«Mir war es wichtig, dass Leute da sind, die etwas von der Sache verstehen», sagte Pirmin Schwander zu Beginn seiner Rede am Donnerstagabend im Restaurant Schwanen in Altendorf. Der parteilose IT-Unternehmer Josef Ender und SVP-Ständerat Schwander hatten zwei hochkarätige Referenten zu einem Pro und Contra nach Altendorf geladen, welche gegensätzliche Meinungen vertreten, sich aber dennoch prächtig verstehen. Diese Atmosphäre setzte den Ton für den Abend.
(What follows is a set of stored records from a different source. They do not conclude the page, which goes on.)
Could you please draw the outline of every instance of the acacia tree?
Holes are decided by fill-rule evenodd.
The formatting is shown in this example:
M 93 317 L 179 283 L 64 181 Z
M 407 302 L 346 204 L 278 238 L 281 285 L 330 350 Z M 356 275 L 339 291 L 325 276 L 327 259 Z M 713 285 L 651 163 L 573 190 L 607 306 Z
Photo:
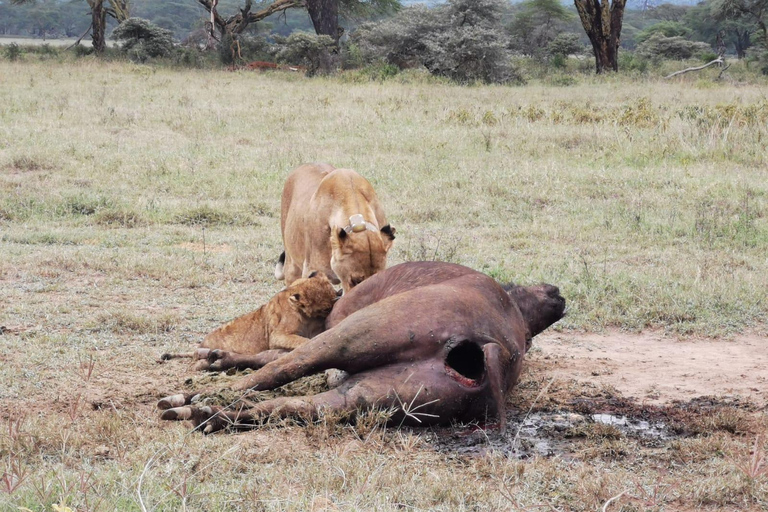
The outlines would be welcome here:
M 619 43 L 627 0 L 574 0 L 595 53 L 595 71 L 619 70 Z
M 751 22 L 757 25 L 757 42 L 768 49 L 768 0 L 719 0 L 712 5 L 718 20 Z
M 91 9 L 91 25 L 77 42 L 79 43 L 88 31 L 91 31 L 93 51 L 101 54 L 107 47 L 107 16 L 116 19 L 118 23 L 127 19 L 128 0 L 86 0 L 86 2 Z M 13 5 L 34 4 L 35 0 L 11 0 L 11 3 Z
M 516 49 L 527 55 L 541 57 L 547 46 L 562 33 L 564 22 L 573 14 L 559 0 L 525 0 L 509 25 Z
M 326 35 L 338 43 L 339 16 L 355 18 L 372 13 L 396 11 L 400 0 L 275 0 L 253 12 L 253 0 L 245 0 L 242 8 L 231 16 L 222 16 L 217 9 L 219 0 L 197 0 L 211 15 L 210 31 L 218 30 L 220 37 L 237 38 L 251 23 L 288 9 L 306 9 L 317 35 Z

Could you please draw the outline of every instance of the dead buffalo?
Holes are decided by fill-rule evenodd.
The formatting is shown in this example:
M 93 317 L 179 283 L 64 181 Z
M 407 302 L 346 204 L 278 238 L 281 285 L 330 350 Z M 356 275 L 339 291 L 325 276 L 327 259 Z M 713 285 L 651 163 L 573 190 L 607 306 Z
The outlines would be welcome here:
M 193 394 L 158 403 L 166 420 L 204 432 L 250 428 L 267 416 L 317 417 L 391 408 L 391 423 L 446 424 L 504 418 L 531 338 L 563 317 L 555 286 L 502 286 L 461 265 L 403 263 L 345 294 L 322 334 L 263 366 L 235 389 L 268 390 L 329 368 L 350 374 L 313 396 L 283 397 L 247 410 L 189 404 Z M 500 422 L 503 428 L 504 421 Z

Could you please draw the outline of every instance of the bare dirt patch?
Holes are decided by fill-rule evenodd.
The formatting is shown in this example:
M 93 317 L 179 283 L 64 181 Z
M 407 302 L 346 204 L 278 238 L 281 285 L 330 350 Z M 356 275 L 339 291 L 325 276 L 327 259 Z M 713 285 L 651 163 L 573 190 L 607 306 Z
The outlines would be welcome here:
M 530 354 L 556 379 L 615 388 L 653 405 L 701 396 L 768 403 L 768 339 L 678 340 L 663 334 L 552 333 L 536 339 Z

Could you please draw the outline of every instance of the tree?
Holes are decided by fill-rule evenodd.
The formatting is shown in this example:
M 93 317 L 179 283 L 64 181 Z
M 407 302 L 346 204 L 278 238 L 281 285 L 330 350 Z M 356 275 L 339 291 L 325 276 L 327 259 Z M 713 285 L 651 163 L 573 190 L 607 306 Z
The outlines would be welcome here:
M 640 33 L 635 36 L 635 41 L 643 43 L 650 39 L 654 34 L 661 34 L 664 37 L 686 38 L 691 35 L 691 29 L 678 21 L 660 21 L 641 30 Z
M 768 0 L 716 0 L 712 14 L 718 20 L 755 23 L 758 42 L 768 50 Z
M 700 41 L 689 41 L 682 36 L 665 36 L 656 32 L 637 45 L 637 54 L 651 59 L 690 59 L 712 52 L 712 47 Z
M 532 56 L 542 56 L 549 43 L 562 33 L 563 22 L 573 14 L 559 0 L 525 0 L 509 25 L 513 45 Z
M 371 13 L 393 12 L 400 8 L 399 0 L 275 0 L 263 9 L 253 12 L 253 0 L 245 0 L 242 8 L 230 16 L 218 12 L 219 0 L 197 0 L 211 15 L 210 31 L 218 29 L 221 37 L 229 34 L 233 39 L 252 23 L 288 9 L 307 9 L 317 35 L 327 35 L 338 43 L 339 16 L 358 17 Z
M 584 31 L 592 43 L 595 71 L 619 70 L 621 23 L 627 0 L 574 0 Z

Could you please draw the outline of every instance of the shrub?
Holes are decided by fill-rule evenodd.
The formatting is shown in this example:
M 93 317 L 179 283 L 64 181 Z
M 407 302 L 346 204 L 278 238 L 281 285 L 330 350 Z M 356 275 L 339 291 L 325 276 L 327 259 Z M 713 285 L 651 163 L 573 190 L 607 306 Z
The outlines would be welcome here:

Am 28. September stimmt die Schweizer Stimmbevölkerung über das Bundesgesetz über den elektronischen Identitätsnachweis und andere elektronische Nachweise ab. Damit sich die Stimmbürgerinnen und -bürger eine fundierte Meinung bilden können, warben auf Einladung von Ender und Schwander zwei ausgewiesene Experten für ein Ja respektive ein Nein. Kritisch eingestellt ist Stefan Wolf, Professor für Informatik an der Universität der Italienischen Schweiz (USI) in Lugano. Die Seite der Befürworter vertrat Gerhard Andrey, Grünen-Nationalrat und Unternehmer im Bereich digitale Dienstleistungen. Der Freiburger Andrey war es auch, der die Motion für eine neue, staatliche E-ID eingereicht hat, nachdem die erste Vorlage 2021 das Stimmvolk nicht hatte überzeugen können.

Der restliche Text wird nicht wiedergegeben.